Mais de 40 anos depois, durante os lockdowns, Lino se viu encarando um acervo imenso de criações, acumulado por toda a sua trajetória, e que precisavam de cuidados maiores. Daí veio a decisão de praticar um imenso desapego e entregá-las a mãos especializadas. Parte foi para a Casa Zuzu Angel, no Rio de Janeiro, com produções que tinham a ver com a capital fluminense. Outras 100 peças agora fazem parte da coleção de moda do Museu de Arte Brasileira da Faap, em São Paulo. “É uma doação fundamental para o nosso acervo. Vamos cuidar para que durem a vida inteira, para estarem aqui daqui a 50 ou 100 anos”, diz Fernanda Celidônio, diretora administrativa do MAB, que está à frente do recente esforço do museu em pre- servar a história de estilistas brasileiros contemporâneos.

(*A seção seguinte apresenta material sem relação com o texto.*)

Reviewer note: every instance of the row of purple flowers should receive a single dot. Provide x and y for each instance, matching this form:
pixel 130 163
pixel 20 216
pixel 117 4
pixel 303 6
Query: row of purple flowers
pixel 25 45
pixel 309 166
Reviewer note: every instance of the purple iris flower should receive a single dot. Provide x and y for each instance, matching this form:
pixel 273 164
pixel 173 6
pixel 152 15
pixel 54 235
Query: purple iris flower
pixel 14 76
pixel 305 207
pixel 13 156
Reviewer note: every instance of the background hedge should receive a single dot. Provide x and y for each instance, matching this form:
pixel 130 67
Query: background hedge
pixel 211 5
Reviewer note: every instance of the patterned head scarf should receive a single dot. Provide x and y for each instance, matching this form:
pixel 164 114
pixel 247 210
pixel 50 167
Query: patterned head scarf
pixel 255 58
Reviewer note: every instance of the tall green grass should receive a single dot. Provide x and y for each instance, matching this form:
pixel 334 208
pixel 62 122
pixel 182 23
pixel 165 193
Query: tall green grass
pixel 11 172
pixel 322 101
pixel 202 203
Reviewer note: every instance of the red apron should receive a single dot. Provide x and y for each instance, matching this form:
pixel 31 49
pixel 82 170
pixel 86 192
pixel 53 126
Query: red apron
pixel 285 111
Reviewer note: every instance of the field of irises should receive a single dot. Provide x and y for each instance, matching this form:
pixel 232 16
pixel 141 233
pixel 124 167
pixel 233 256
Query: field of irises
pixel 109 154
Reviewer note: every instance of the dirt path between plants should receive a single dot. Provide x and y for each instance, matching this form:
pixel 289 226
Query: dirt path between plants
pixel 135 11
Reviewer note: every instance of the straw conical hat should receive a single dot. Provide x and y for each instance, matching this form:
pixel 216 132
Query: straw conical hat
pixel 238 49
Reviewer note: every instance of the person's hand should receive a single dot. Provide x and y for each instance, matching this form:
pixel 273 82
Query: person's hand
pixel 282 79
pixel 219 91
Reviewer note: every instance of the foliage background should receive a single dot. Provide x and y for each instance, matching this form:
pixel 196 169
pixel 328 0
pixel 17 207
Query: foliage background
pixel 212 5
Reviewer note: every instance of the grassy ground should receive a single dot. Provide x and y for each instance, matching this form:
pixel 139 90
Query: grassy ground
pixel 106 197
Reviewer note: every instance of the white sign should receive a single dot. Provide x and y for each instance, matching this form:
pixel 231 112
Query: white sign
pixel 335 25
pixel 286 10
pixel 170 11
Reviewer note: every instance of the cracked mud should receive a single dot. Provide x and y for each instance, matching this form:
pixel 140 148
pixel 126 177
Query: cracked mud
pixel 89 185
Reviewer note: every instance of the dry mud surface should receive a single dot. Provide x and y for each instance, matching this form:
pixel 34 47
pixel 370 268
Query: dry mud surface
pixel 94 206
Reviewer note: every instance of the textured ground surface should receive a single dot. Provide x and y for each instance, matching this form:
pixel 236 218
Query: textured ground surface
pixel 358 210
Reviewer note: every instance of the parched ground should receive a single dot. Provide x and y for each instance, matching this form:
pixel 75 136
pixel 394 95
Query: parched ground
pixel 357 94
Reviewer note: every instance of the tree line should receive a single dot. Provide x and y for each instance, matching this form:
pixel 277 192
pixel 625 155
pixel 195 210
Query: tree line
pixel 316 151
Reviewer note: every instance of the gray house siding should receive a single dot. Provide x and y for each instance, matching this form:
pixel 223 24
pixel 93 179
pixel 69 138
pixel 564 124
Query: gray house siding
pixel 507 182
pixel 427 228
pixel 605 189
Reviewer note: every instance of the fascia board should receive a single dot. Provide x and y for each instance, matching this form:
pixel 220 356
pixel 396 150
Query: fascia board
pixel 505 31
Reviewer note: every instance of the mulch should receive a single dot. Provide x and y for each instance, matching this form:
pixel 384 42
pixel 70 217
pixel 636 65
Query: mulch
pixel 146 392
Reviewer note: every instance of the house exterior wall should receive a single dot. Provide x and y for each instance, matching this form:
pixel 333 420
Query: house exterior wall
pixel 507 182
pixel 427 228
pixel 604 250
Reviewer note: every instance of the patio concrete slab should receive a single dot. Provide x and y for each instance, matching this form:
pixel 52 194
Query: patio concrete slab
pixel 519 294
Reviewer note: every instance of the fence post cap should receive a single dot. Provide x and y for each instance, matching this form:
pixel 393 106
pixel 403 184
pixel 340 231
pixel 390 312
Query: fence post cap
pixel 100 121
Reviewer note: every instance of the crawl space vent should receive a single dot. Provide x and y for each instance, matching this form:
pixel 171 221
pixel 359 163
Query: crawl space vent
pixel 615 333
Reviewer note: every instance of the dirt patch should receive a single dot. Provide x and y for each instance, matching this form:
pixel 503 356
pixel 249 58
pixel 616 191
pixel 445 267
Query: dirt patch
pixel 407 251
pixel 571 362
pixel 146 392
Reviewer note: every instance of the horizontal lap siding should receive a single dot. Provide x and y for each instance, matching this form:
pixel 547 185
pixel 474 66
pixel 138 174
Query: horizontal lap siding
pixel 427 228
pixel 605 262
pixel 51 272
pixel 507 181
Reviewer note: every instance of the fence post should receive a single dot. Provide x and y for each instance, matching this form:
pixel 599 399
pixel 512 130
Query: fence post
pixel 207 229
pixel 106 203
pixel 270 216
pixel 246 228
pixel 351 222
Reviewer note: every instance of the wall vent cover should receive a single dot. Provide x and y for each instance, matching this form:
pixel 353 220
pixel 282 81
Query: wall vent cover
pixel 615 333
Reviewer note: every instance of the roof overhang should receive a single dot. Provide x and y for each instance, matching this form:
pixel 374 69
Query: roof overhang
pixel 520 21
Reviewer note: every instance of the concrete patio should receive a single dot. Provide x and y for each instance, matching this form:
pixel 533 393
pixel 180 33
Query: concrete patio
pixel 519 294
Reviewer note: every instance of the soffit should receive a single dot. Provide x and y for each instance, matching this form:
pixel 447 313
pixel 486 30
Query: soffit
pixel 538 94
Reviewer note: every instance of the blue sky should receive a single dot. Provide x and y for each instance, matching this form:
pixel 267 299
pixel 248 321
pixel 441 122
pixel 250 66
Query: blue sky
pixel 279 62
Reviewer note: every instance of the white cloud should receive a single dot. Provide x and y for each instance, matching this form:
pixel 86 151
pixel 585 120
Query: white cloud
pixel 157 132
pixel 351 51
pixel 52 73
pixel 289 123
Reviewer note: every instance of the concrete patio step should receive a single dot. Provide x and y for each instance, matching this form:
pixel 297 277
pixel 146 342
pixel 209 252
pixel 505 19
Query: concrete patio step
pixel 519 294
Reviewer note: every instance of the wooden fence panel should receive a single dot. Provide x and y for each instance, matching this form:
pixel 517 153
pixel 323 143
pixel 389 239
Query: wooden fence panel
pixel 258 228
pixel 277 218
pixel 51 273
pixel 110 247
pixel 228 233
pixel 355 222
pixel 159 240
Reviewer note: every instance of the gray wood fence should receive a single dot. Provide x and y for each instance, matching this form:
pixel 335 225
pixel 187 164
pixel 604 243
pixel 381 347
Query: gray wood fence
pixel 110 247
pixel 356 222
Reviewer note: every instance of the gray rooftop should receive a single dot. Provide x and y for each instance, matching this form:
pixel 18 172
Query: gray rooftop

Entre as roupas estão trabalhos pinçados de desfiles icônicos de Lino – como a coleção Pássaros, de 2010 – e que você vê nestas páginas em editorial especial fotografado por Miro, outro mestre da moda nacional, que trabalha com o estilista desde os anos 1980 e com quem já fez até um desfile-happening, quando montaram uma sessão de fotos ao vivo no meio da passarela, em 2016. De tão parceiros, os dois já se comunicam por olhares e códigos, transformando em sinergia criativa uma relação que vale um livro de histórias.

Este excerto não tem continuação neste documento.